NSW police staged a counterterrorism exercise on Sydney Harbour on Wednesday, stressing they would use unprecedented measures, including locking down parts of the city and deploying helicopters, bomb and dog squad units, to prevent trouble.
The $50,000 was paid to a relative of Darwiche, who was sentenced to life imprisonment last month for a double murder committed with three others during a bloody inter-family drug feud in Sydney’s south-west.
It is believed police explored a possible indemnity certificate for the go-between that would prevent him or Darwiche being prosecuted over possession of the rocket launcher and explosives.
The indemnity proposal, which foundered, would also have protected the two men from prosecution over Darwiche’s alleged knowledge of the whereabouts of another four launchers.
It was through Taskforce Gain, set up three years ago to end a bloody series of drive-by shootings involving two families, the Darwiches and Razzaks, that police first heard talk that one of the weapons had fallen into criminal hands.
It was dismissed as an urban myth until a suspect ‘‘rolled over’’, informing them of a plot by Darwiche to fire two rockets into a Razzak family gathering.
The launcher was recovered in negotiations between police and Darwiche – the latter hoping for a reduction in his double life sentence for the murders of Ziad Razzak and Mervat Nemra at a Greenacre home in 2003.
Ms Nemra was an innocent bystander.

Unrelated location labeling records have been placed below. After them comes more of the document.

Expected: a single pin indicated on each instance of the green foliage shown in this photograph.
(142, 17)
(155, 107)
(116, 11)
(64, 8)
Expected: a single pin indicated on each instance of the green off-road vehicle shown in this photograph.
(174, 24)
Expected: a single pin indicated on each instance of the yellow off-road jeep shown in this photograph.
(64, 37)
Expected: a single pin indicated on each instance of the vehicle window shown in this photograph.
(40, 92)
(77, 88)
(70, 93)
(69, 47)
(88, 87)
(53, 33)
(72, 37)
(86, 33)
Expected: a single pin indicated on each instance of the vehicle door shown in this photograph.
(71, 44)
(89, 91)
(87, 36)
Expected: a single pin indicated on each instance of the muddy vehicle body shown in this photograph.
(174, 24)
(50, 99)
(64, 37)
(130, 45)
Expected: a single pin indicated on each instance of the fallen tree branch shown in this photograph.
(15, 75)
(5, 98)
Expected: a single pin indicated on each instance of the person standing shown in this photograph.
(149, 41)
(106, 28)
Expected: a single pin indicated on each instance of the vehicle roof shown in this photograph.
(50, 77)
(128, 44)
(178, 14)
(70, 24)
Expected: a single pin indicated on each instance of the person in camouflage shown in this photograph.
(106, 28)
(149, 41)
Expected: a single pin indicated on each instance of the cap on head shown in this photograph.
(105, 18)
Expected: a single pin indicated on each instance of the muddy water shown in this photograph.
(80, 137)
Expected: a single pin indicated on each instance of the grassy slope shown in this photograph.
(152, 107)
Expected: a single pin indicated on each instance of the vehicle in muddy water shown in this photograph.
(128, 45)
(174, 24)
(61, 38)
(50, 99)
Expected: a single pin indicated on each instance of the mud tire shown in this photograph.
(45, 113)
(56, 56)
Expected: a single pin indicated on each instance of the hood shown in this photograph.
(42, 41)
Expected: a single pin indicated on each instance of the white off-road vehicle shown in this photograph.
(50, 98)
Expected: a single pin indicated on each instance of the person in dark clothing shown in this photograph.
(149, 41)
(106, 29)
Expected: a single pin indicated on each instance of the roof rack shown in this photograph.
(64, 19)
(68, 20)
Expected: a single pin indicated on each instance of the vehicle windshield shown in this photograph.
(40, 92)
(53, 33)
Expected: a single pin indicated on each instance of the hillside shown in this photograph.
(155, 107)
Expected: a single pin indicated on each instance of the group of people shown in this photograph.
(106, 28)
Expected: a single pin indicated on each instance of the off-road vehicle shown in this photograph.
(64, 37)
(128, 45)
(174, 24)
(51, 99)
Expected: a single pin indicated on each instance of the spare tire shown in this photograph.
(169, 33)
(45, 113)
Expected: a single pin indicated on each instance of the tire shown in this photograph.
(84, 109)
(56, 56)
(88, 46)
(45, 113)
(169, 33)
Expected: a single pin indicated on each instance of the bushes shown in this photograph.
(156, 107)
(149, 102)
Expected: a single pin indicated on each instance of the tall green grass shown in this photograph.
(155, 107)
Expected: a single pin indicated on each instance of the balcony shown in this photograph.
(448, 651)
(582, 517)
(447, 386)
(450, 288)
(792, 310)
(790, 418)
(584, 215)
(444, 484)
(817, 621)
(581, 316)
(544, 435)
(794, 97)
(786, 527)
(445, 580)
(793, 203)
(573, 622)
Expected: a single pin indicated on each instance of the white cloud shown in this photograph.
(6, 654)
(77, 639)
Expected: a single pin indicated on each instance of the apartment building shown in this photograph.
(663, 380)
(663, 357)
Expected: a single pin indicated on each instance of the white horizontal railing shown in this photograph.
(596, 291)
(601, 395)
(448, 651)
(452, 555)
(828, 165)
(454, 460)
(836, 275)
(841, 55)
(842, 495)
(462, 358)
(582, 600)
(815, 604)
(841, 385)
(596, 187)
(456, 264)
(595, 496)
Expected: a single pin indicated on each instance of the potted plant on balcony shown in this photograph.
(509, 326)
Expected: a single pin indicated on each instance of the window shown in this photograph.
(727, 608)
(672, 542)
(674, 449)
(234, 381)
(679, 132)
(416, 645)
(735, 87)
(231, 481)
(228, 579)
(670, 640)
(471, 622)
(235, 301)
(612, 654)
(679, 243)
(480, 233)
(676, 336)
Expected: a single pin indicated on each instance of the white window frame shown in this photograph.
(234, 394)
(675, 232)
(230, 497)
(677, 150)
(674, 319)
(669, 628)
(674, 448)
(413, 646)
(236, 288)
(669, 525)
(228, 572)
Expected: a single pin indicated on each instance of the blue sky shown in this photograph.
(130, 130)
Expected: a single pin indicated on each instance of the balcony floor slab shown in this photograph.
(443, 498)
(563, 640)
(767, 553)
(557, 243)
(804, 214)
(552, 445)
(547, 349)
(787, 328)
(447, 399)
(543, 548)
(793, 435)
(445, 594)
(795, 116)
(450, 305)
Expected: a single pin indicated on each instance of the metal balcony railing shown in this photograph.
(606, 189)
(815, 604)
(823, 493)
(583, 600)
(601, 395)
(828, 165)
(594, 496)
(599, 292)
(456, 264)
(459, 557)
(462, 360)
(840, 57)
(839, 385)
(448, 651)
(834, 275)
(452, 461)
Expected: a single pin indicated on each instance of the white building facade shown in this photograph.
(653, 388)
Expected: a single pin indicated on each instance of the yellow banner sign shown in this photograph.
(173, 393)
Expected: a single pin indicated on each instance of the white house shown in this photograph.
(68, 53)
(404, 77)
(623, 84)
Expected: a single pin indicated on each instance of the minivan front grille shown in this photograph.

Ziad Razzak was using her home as a safe house while on the run from Darwiche and three cohorts who were also found guilty of roles in the killings.
More than 100 bullets were fired into the house where the two were sleeping – two from Russian military AK-47 assault rifles and the other matched to a M-1 machine-gun, capable of firing 30 rounds a second.
Police have not been able to find the source of the M-1, but suspect it too may have been stolen from the military. Darwiche got his relative to also give police between 18 and 20 kilograms of Power-Gel explosive that he had stockpiled for use in his war against the Razzak family.
He has never revealed how he came by it, but Power-Gel can be commercially obtained with a licence and is used in mining and by farmers to remove tree stumps when clearing paddocks.
It is also believed that before the police deal with the Darwiches was aborted, authorities at one stage offered to allow him the unprecedented use of a mobile phone while in prison. The use of such devices by inmates is banned in all jails.
The Supreme Court trial this year was told that that the dispute between Eddie Darwiche and Bilal Razzak erupted in 2001 over drug-dealing boundaries and a broken marriage between Darwiche’s sister, Khadige, and Ali Abdul-Razzak.
In August, 2003 Ali Abdul-Razzak was shot dead by three gunmen as he walked from prayers at the Lakemba mosque. His killers have not been found.
Eddie Darwiche has also been found guilty of the attempted murder of Farouk ‘‘Frank’’ Razzak and the shooting of Bilal Razzak. He is now in the Super-Max high-security prison at Goulburn and is believed to be refusing to co-operate further.
Although authorities have not been able to say which armoury the rocket came from, they have not discounted the possibility that it and the M-1 machine-gun were smuggled into Australia.
Police had hoped the $50,000 payment would lead them to the arms dealer, and, in turn, to the outstanding rockets and possible terrorist cells in possession of them.